The long-standing belief that Bitcoin’s market rhythm is dictated by its halving events is facing a serious challenge.
For years, traders have relied on a predictable sequence — a supply cut roughly every four years followed by a bull run and eventual correction. But a growing chorus of industry voices says that framework may no longer be the driving force behind price moves.
One reason? Massive corporate holdings. Author Jason Williams notes that the top 100 treasury companies collectively control close to one million BTC, meaning a large portion of the supply is now locked away in balance sheets rather than circulating through exchanges. This, he argues, changes how supply and demand interact, muting the effect of halvings.
Institutional presence is another factor. Bitwise’s Matthew Hougan expects positive returns to continue into 2026, breaking the halving-linked boom-and-bust pattern seen in 2013, 2017, and 2021. Pierre Rochard of The Bitcoin Bond Company goes further, calling halvings “immaterial” now that 95% of coins are mined, with new demand instead coming from ETFs, wealth platforms, and treasury buyers.
Market maturity is also shifting the landscape. Sygnum Bank’s Martin Burgherr says the halving date has become just one of several inputs for traders, alongside macroeconomic trends, regulation, and capital inflows from large investors.

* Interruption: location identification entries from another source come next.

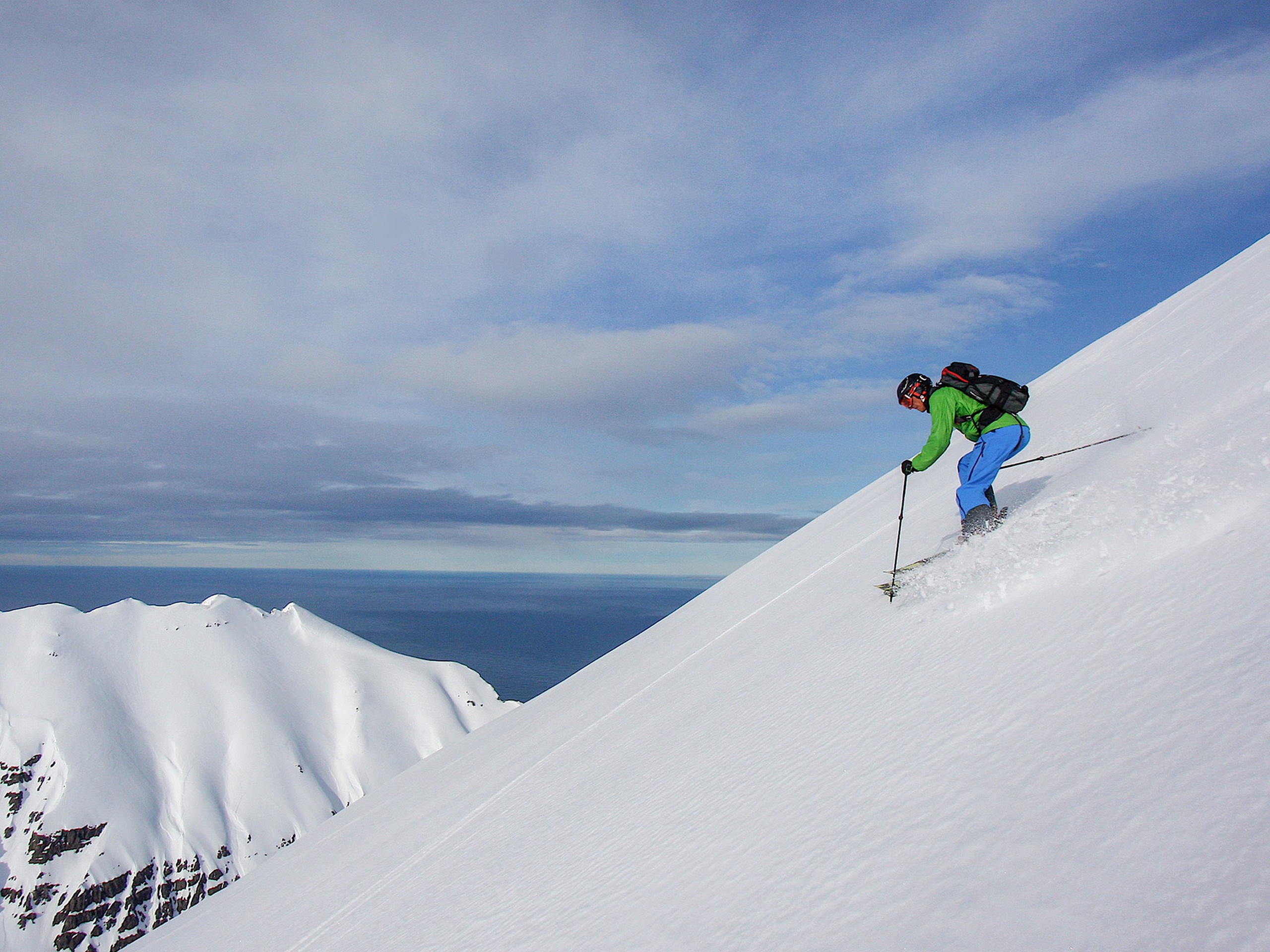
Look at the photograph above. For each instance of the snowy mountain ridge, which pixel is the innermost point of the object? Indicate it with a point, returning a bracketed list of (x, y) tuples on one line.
[(1053, 739), (150, 756)]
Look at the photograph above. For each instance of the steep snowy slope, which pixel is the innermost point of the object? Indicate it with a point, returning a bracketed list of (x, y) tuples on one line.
[(1057, 738), (151, 756)]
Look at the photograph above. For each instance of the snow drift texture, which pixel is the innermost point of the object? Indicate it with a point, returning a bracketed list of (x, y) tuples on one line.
[(1056, 738), (151, 756)]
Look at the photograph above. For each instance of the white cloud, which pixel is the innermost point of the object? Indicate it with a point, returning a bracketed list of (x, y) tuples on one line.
[(831, 405), (592, 376), (1010, 191)]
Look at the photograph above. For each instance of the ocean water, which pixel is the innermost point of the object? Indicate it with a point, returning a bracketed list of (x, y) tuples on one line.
[(522, 633)]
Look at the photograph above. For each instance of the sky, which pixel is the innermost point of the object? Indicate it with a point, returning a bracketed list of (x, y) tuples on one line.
[(566, 286)]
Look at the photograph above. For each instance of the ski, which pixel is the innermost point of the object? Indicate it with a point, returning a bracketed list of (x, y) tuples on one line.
[(892, 587)]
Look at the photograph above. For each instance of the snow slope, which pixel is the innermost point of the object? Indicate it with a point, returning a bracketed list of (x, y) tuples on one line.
[(151, 756), (1057, 738)]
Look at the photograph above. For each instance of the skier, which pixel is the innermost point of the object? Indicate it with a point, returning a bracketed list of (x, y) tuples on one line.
[(995, 442)]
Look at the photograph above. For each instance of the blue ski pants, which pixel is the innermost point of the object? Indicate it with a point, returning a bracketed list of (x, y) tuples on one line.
[(980, 468)]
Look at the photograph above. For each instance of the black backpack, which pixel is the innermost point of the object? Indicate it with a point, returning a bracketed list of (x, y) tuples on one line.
[(997, 394)]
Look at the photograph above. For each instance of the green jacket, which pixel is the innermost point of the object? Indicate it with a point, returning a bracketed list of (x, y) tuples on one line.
[(951, 408)]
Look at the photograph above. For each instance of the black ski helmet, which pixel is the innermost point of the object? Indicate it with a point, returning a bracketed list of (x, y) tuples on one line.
[(915, 385)]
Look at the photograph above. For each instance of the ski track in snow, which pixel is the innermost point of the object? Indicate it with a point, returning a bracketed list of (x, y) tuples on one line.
[(386, 881), (1055, 738)]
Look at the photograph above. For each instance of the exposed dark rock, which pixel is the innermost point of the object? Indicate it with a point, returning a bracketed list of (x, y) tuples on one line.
[(46, 848)]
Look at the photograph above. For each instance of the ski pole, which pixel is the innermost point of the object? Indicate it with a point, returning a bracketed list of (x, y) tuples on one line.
[(1038, 459), (894, 568)]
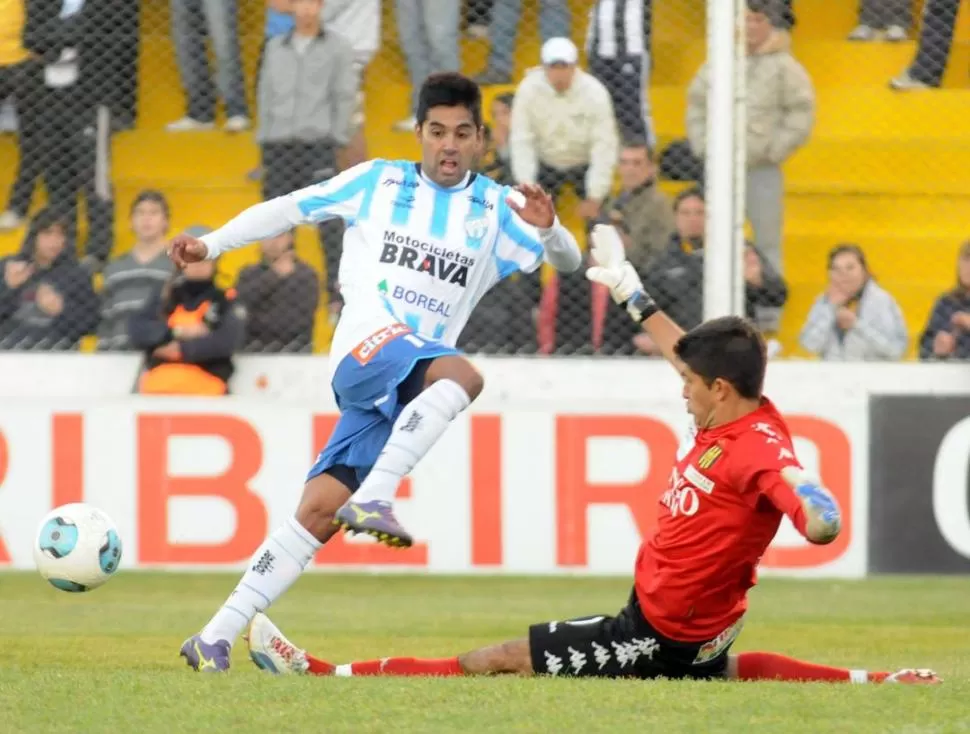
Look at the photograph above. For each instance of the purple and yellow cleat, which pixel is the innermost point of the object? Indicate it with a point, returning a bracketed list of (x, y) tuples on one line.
[(375, 518), (205, 658)]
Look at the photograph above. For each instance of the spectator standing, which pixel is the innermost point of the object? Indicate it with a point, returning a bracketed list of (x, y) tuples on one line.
[(855, 319), (359, 22), (137, 277), (933, 52), (640, 211), (676, 277), (497, 159), (307, 97), (563, 129), (428, 31), (781, 114), (618, 48), (947, 332), (889, 19), (189, 334), (555, 21), (19, 77), (192, 21), (280, 296), (46, 297), (68, 139)]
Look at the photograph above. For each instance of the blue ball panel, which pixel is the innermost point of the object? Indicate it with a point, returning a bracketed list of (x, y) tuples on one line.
[(110, 554), (65, 585), (58, 537)]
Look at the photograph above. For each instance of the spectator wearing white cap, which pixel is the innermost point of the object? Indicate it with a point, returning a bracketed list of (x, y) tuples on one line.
[(563, 129), (555, 20)]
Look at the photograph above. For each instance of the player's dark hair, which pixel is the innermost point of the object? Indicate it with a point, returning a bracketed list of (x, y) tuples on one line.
[(729, 348), (450, 89), (770, 8), (156, 197)]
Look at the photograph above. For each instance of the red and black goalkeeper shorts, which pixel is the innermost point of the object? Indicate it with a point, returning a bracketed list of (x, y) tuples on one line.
[(624, 646)]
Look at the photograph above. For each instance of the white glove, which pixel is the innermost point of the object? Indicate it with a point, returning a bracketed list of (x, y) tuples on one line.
[(613, 270)]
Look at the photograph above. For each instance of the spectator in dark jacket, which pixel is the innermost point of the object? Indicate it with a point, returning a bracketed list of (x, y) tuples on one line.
[(189, 333), (133, 279), (947, 332), (46, 297), (280, 296)]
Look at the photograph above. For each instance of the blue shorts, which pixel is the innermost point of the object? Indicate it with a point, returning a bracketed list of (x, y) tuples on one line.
[(372, 387)]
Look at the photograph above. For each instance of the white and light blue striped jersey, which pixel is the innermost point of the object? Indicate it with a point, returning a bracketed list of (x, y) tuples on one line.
[(415, 252)]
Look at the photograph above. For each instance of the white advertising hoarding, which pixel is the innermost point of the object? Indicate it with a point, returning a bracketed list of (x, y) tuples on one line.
[(556, 469)]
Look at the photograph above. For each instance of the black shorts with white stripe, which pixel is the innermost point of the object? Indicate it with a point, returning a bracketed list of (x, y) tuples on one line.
[(624, 646)]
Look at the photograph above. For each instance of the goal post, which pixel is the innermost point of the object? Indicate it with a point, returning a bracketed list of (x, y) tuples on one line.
[(725, 162)]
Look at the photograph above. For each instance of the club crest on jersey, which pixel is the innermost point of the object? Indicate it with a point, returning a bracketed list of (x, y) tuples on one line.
[(476, 228), (710, 457)]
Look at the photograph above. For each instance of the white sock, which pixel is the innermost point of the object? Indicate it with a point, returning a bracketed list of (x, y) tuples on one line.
[(277, 563), (416, 430)]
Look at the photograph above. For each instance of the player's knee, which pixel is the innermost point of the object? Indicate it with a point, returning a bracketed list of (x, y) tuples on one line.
[(473, 383), (511, 657), (459, 370), (323, 495)]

Still, some see this as premature. Analyst CRYPTO₿IRB insists halvings remain central, claiming spot ETFs actually reinforce the cycle by aligning it more closely with four-year political and financial patterns. Xapo Bank’s Seamus Rocca also believes the risk of a drawn-out bear market is real, keeping the cyclical playbook relevant.
Whether the halving cycle is ending or simply evolving, the next 18 months will put the theory to the test — and could redefine how traders time the crypto market.